A l’heure du covid-19 et des services de réanimation surchargés, il est bien normal de parler des hôpitaux. Mais il est aussi bon de rappeler que le reste du monde médical ne s’est pas arrêté de tourner pour autant. Petite rétrospective d’une année un peu particulière avec un kinésithérapeute.
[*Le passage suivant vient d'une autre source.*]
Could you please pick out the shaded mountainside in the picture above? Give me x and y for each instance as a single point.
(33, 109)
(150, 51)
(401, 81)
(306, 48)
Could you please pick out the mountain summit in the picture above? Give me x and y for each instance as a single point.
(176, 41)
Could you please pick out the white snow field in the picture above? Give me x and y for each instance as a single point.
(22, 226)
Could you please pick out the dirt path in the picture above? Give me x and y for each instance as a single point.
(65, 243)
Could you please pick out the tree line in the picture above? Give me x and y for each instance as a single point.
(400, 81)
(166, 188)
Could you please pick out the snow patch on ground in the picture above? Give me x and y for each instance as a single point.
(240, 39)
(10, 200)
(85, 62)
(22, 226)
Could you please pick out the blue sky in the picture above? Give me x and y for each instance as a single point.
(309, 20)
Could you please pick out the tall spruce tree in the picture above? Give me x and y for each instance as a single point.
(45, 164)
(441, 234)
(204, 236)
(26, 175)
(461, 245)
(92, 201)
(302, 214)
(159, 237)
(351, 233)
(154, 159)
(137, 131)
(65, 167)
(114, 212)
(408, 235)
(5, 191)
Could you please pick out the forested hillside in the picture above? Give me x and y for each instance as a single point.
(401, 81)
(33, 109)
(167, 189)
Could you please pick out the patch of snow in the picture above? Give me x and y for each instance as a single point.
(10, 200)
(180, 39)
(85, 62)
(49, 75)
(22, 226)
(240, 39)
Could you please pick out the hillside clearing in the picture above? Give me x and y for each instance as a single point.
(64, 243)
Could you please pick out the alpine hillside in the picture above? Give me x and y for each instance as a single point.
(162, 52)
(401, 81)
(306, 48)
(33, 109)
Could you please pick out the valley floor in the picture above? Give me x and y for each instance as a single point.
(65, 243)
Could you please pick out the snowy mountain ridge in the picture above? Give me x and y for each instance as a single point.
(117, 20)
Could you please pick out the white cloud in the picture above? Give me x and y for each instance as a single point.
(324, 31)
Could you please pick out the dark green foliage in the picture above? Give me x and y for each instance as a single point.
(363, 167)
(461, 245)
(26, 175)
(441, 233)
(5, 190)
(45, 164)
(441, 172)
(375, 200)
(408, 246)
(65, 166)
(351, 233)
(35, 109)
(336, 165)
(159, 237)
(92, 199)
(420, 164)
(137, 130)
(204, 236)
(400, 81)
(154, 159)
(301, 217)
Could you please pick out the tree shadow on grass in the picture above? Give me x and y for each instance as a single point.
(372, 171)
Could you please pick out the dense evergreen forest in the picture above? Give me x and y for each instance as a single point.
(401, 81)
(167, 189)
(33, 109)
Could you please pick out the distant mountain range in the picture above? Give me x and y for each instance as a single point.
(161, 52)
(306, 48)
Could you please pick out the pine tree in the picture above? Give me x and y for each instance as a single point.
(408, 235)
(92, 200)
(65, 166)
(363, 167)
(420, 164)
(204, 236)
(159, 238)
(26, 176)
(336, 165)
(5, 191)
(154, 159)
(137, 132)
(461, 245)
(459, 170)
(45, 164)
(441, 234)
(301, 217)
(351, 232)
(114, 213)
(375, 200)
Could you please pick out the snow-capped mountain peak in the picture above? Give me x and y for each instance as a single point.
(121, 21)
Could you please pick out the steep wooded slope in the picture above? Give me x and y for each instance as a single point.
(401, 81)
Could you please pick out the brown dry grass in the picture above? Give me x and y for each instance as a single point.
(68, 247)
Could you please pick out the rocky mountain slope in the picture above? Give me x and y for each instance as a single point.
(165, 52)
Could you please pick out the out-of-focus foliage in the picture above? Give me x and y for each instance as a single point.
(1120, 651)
Lors du premier confinement, les cabinets de kinésithérapie et d’ostéopathie ont dû fermer pendant six semaines. Au lieu de recevoir leurs patients, les praticiens se déplaçaient à domicile pour certains cas comme les sorties d’hospitalisation. Outre les rééducations et soins pour cancer ou traumatologie, les douleurs d’algie étaient plutôt nombreuses, se rappelle François, kinésithérapeute et ostéopathe à Marseille : « il est arrivé plusieurs fois que des gens m’appellent en pleurs tellement ils souffraient ». Aujourd’hui, les cabinets ont rouvert mais avec des protocoles sanitaires à respecter : masques, gel hydroalcoolique et pas plus de deux personnes à la fois. « Globalement, les patients respectent les mesures sans problème, quoique une fois j’ai bien eu affaire à un illuminé qui refusait de mettre le masque », déclare François.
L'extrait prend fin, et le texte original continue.